Two years ago, Bunny Yan opened up a boutique store in Shanghai selling accessories and home items. It focused on sustainably-produced goods – “impact products,” as Bunny calls them. The shop curated the work of a handful of local designers who produced upcycled and recycled bags, jewelry, and various home goods. It was nice and homey. It didn’t seem like the kind of company that, in 2015, would have its founders raking in hundreds of thousands of dollars in funding and meeting Barack Obama.
“We opened the store to see if there was a market in China for impact products,” Bunny tells Tech in Asia. “The results were very positive.”
While running her brick and mortar shop, called The Squirrelz, Bunny made connections in the Shanghai design scene and sized up the potential market for socially-responsible goods in China.
“The vintage trend in Shanghai is very hot. The idea of having somebody else’s things is no longer taboo,” she says, noting that, until recently, there was not much of an appetite in China for previously owned or used goods. “We are really pushing the idea that we upcycle – it’s not that the things are collected from garbage cans.”
Chinese attitudes towards recycled and sustainably-sourced goods have become more accepting in the last few years, and Bunny believes she spotted a gap in the market. The folks at Chinaccelerator seemed to agree: her business was accepted into the startup acceleration program at the beginning of 2015, and it took off from there.
While in Chinaccelerator, The Squirrelz expanded its team, raised funds, and designed a website to bring Bunny’s upcycled, eco-friendly products out of her shop and online.
The Squirrelz drew the attention of the White House, which hosts the Challenge Cup by 1776, an international tournament that brings together startups from around the world. Bunny and The Squirrelz represented China at the event in May, where they made connections with other entrepreneurs, gained quite a bit of publicity, and met President Obama.
The Squirrelz emerged from Chinaccelerator with a healthy amount of funding, an expanding team – now a dozen full-time employees – and a website in beta. The site, which officially went online earlier this month, resembles certain corners of online marketplaces like Etsy, with one notable difference: The Squirrelz curates its collection and does a lot of the leg work.
“We offer a service platform,” Bunny says. “We do all of the photos, the content, and the marketing. So the designer can just focus on making great products.”
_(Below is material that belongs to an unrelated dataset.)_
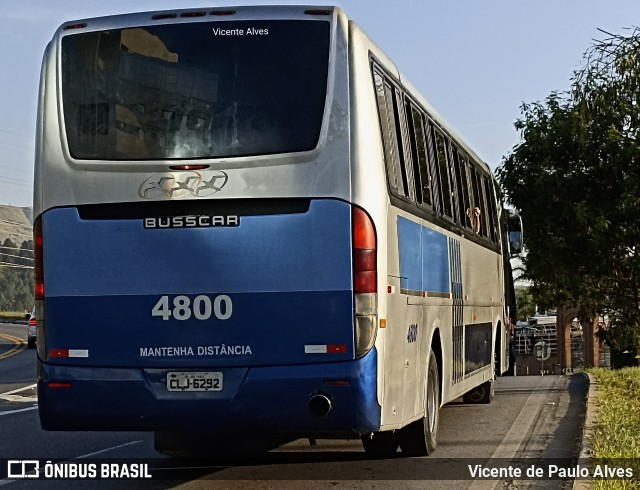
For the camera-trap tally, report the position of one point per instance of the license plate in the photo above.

The website initially launched with ties to about 40 designers, with dozens more in the pipeline. In addition to presentation and curation, The Squirrelz also gives its designers data on their sales – how many are buying, where they’re shipping to, and more.
For these services, The Squirrelz takes a hefty 50 percent commission. But, Bunny says, the designers have welcomed the service with open arms. There is no fee to feature your goods on the site in the first place – you only pay a commission per sale – and many designers also feature their goods in other stores in addition to The Squirrelz.
“We worry about the business end and the marketing end,” says Bunny. “Most designers aren’t into that. They hate it.”
The company also does spot-checks to make sure designers are holding up their end of the sustainably-sourced bargain. When one producer, who made wallets from old car tires, seemed to have access to rubber that looked a bit too perfect, The Squirrelz checked in on him. Fortunately enough, the designer checked out, and the wallets were made from genuinely upcycled rubber – it just happened that this one designer had a particularly excellent source of old tires.
“It’s still just the more educated, trendier Chinese who don’t find upcycle/recycled things to be dirty,” Bunny says. “But the sheer numbers – how big China is – make it work.”
“A lot of our products are made from defectives and overstock from factories,” says Bunny. “They were never circulated.”
It takes a bit of effort to entice the local Chinese market, many of whom aren’t familiar with the concept of upcycled, recycled, or socially-conscious goods. But The Squirrelz’s sales are growing, as is its customer base. While they initially shipped mostly in Shanghai, recent weeks have seen orders come in from other cities in mainland China, as well as Hong Kong and Taiwan.
The company is currently in seed funding, but is eyeing a series A round when the time is right. They are also building a service to link factories with designers – a plan which would help factories get rid of their excess materials, and which would supply designers with a steady flow of fabrics and textiles to be upcycled into new products.
The Chinese ecommerce market is one of the world’s toughest: juggernauts like Alibaba’s Taobao and Tmall are so popular and powerful that any newcomers are immediately facing an uphill battle. But The Squirrelz aims to be different. By focusing on genuine upcycled, recycled and eco-friendly products, curating their own collection, and establishing relationships with local designers, Bunny and her team are seeking to create a space that’s essentially the opposite of the cheap, fast, and haphazard-quality models of many Chinese online retailers.
Bunny adds, “We want The Squirrelz to be a platform that you can trust.”